Delaney told NPQ, “While the experts on both ends of the political spectrum are projecting huge losses in charitable giving of between $17 billion to $21 billion annually, I don’t think it will be quite that bad this first year, because most Americans won’t realize the full consequences of the new tax law until after they’ve filled out their tax forms a time or two. Whatever the early data show—now and even [over] the next couple of years—the harm will only get worse for the small and midsize nonprofits that serve people in their local communities.”
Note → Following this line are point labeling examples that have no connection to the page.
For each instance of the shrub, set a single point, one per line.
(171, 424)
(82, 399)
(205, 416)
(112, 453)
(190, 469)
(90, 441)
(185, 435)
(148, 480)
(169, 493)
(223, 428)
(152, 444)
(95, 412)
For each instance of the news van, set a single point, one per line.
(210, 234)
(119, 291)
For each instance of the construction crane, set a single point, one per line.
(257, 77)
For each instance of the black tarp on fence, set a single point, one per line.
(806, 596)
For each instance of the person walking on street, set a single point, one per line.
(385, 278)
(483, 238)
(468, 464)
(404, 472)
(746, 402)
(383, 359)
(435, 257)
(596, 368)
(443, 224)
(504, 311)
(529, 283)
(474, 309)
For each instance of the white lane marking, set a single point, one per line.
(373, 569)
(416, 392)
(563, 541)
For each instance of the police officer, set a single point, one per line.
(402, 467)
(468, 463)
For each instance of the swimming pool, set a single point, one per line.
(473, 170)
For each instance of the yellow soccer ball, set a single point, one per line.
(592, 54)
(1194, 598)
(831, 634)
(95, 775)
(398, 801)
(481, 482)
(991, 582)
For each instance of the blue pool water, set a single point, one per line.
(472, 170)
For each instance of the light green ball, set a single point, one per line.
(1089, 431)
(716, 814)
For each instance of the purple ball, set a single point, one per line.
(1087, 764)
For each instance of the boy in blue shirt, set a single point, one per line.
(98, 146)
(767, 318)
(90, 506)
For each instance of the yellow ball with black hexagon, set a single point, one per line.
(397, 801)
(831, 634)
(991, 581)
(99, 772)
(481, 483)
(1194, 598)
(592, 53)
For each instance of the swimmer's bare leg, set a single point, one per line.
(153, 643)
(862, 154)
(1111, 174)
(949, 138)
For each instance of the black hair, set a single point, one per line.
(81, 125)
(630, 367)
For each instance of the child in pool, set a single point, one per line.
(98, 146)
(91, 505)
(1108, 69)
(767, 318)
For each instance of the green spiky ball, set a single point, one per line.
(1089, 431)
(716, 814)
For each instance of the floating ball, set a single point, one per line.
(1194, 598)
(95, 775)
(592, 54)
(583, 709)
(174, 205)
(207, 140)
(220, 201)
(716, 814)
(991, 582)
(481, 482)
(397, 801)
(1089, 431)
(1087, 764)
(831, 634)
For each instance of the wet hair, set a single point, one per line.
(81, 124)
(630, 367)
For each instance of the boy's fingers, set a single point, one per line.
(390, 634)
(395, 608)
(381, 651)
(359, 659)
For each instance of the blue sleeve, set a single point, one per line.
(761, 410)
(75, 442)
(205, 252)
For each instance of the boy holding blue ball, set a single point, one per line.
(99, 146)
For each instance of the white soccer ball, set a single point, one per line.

The universal deduction approach, also called a non-itemizer or above-the-line deduction, has a proven track record in the states for increasing charitable giving for all income levels of taxpayers. Currently, two states—Colorado and Minnesota—provide a giving incentive for taxpayers even when they do not itemize their deductions. Research by the National Council of Nonprofits on the Colorado tax law found that taxpayers in that state donated on average about $2,000 per year to charities. In response to concerns that the federal tax law could depress charitable donations, the legislatures in both Colorado and Minnesota considered bills to enhance the incentive by removing thresholds and limits. Neither bill prevailed this year, but state lawmakers are expected to promote the expanded deduction in 2019.
But, back at the federal level, it is well past time for the nonprofit and philanthropic infrastructures to stand up strongly for the democracy-building purpose of this sector. Let’s adopt a more affirmative agenda and get this done!